Mile W-13.5 to W-14.9
Trailhead: Rover Run Trailhead
Description: After crossing under the bridge at 59th Avenue the trail turns the South until it reaches the #3 Ditch where it again turns to the East. It follows along the canal a ways and then turns to the North and again to the East to follow the edge of a grassy field.
Features: Rover Run Dog Park: Dogs are allowed to run free inside an large 3-acre fenced area. The dog park has benches, a portable restroom and receptacles for waste bags. Be sure to bring water for Fido. The dog park is open during daylight hours only. The City of Greeley requests that you follow the rules of the dog park and properly dispose of your pup's waste.
Geology: This area is bounded by a large bend in the river called a meander.

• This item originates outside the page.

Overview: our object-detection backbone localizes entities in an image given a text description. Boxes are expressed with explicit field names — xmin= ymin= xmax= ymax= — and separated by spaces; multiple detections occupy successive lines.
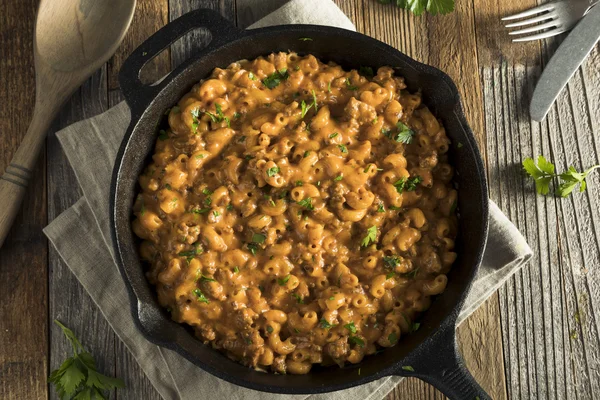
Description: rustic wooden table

These bends are formed over hundreds of years. As a river begins to mature, it cuts and erodes into the outside of its curves and deposits sediment on the inside of the curves. This is due to the fact that the stream moves more rapidly on the outside of the curve and more slowly on the inside of the curve. Thus, as the erosion and deposition continues, the curve becomes larger and more circular.
Over time, the loop of the curve reaches a diameter of approximately five times the width of the stream and the river begins to cut the loop off by eroding the neck of the loop. Eventually, the river breaks through at a cutoff and forms a new streambed.
Sediment is then deposited on the inside edge of the loop, cutting it off from the stream entirely. This results in a crescent-shaped lake called an "oxbow" lake because they look like the bow part of the yoke used with teams of oxen.
History: Old road maps of this area show a wagon trail that crossed the river at this bend. It appears to be a route that might have been used between Greeley and Fort Collins. Standing here on the trail near the river today, one can imagine hearing the horses splash through the low water and the creak of the wheels as the wagon was pulled across the river.